Answ. I add this case for two reasons: 1. To open their pernicious error who think that a covenant or promise made by us to God, only for a future, distant duty, (as to repent and believe before we die,) is all that is essential to our baptismal covenanting. 2. To open the ordinary saying of many divines, who say, that baptism worketh not always at the present, but sometimes only long afterward. The truth I think may be thus expressed.
1. It is not baptism, if there be not the profession of a present belief, a present consent, and a present dedition, or resignation, or dedication of the person to God, by the adult for themselves, and by parents for their infants. He that only saith, I promise to believe, repent, and obey only at twenty or thirty years of age, is not morally baptized; for it is another covenant of his own which he would make, which God accepteth not.
2. It is not only a future, but a present relation to God, as his own, his subjects, his children by redemption, to which the baptized person doth consent.
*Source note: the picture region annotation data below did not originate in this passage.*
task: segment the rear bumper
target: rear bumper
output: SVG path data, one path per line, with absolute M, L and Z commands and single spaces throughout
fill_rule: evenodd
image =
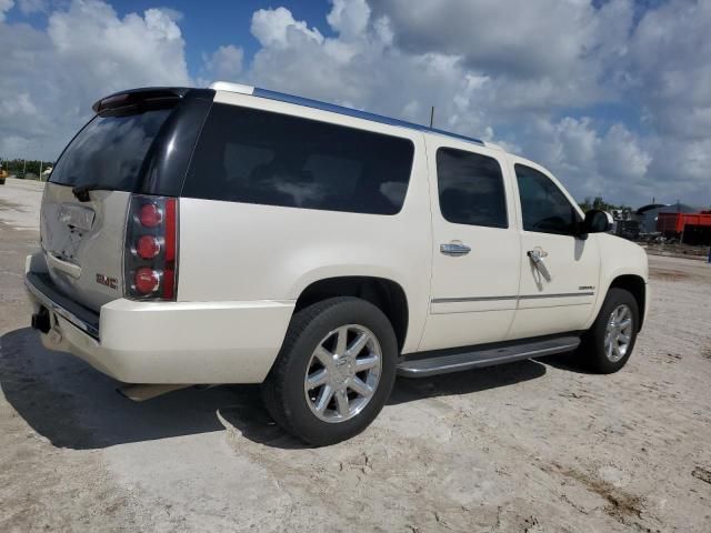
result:
M 138 302 L 94 313 L 63 298 L 41 272 L 26 285 L 50 350 L 70 352 L 126 383 L 261 383 L 279 353 L 294 302 Z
3. It is a present correlation, and not a future only, to which God consenteth on his part, to be their Father, Saviour, and Sanctifier, their Owner peculiarly, their Ruler graciously, and their chief Benefactor, and Felicity, and End.
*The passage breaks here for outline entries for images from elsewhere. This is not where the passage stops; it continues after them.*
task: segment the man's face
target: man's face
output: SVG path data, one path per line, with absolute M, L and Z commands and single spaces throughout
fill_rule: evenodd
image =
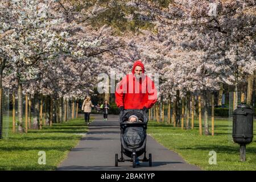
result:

4. It is not only a future but a present remission of sin, and adoption and right to temporal and eternal mercies, which God giveth to true consenters by his covenant and baptism.
5. But those mercies which we are not at that present capable of, are not to be given at the present, but afterward when we are capable; as the particular assistances of the Spirit, necessary upon all future particular occasions, &c.; the pardon of future sins; actual glorification, &c.[291]
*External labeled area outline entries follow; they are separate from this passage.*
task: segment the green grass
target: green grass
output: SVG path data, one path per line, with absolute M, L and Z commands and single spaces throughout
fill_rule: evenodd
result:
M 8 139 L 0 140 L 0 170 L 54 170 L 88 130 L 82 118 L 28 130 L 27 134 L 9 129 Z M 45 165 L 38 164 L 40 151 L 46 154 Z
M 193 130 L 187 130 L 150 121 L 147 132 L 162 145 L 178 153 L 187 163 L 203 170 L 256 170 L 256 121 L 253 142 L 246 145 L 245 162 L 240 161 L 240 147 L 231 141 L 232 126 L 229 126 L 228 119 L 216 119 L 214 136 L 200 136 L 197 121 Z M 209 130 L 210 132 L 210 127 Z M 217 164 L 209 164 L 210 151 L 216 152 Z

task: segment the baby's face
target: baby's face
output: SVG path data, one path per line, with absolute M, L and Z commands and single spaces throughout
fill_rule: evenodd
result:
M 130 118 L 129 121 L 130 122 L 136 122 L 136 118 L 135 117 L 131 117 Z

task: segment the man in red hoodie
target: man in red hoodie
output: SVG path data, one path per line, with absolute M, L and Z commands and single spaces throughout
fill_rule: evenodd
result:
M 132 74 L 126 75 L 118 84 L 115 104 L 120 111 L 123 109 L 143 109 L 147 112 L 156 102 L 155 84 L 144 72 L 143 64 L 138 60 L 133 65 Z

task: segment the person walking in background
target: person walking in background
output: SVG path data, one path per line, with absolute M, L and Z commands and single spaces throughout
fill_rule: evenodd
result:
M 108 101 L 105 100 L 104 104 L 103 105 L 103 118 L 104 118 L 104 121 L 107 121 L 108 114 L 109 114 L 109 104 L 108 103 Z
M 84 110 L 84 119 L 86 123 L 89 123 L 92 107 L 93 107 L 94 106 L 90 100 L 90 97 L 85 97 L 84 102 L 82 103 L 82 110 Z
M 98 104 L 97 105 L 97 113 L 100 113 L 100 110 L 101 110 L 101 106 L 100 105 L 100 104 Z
6. And the duties which are to be performed only for the future, we must promise at present to perform only for the future, in their season, to our lives' end. Therefore we cannot promise that infants shall believe, obey, or love God, till they are naturally capable of doing it.
7. If any hypocrite do not indeed repent, believe, or consent when he is baptized, or baptizeth his child, he so far faileth in the covenant professed; and so much of baptism is undone; and God doth not enter into the present covenant relations to him, as being incapable thereof.[292]
8. If this person afterwards repent and believe, it is a doing of the same thing which was omitted in baptism, and a making of the same covenant; but not as a part of his baptism itself, which is long past.